I’m building an individual customer level model using brms. A key factor that distinguishes each customer is a “frequency of purchase” from the previous 3 months. There are 4 groups: high, medium, low, and sporadic. The group membership also determines how many emails each customer gets the next month ( high gets 12, medium 8, low, 4, and sporadic get 2.
I had already built a mixed model where the impact of emails to these customer was assessed as a varying coefficient (“random”) at each of the four levels. Each customer’s behavior is recorded for every day of the month such that each customer has 30 data points.
I need help specifying informative priors for the individual level email coefficient such that the “high” group coefficient acts as the prior for all customers within the high group and the medium group coefficient as the prior for those in the medium group and so on.

Specifying reasonable informative priors is very hard and needs a lot of subject matter knowledge, which I don’t have. This would only work with detailed correspondance between you and me about the details of your data and model for which I currently don’t have time for I am afraid.

We are actively working on better tools to help users specifying informative priors based on the subject matter knowledge but they are not ready yet.

I think this kind of happens automatically, right?

Like, with the regression:

y ~ (1 | group) + (1 | individual)

By default the priors on those terms are zero centered.

If the output is normal, the mean of any individual e-mail’s output or whatever will be the sum of a grouping term and an individual term.

I think you still want the prior on that individual term to be zero centered. Any group level effect will be (hopefully) absorbed in the group term and will show up in the total effects for each individual. Hopefully “total effects” doesn’t have a technical meaning beyond “sum of effects for an individual” (which is how I’m using it here).

@bbbales2 thanks Ben for your detailed note. The output is normal and hence you are right - the “Overall” effect is the sum of the group (fixed) + the individual (random) coefficients. @paul.buerkner Right now I can specify a informative prior on the overall impact of the variable but not a segment level (via brms). What I will do is share my syntax here so you have better sense for what I’m looking for. Given my short experience with all things Bayesian, I want to make sure that I’m not misrepresenting what I need help with.

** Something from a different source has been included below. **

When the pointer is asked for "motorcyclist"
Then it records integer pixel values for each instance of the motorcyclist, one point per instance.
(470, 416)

For me it’s sometimes helpful to write out the statistics formulas with indexes and stuff, so it’s explicit what needs are prior and whatnot. I don’t have enough experience with the lme4 syntax to always immediately parse the models.

Like:

\mu_g \sim N(0, \tau)\\
y_i \sim N(\mu_g, \sigma)

And so we can talk about the prior on \mu_g explicitly and see what that means in terms of hyperparameters (\tau and whatnot)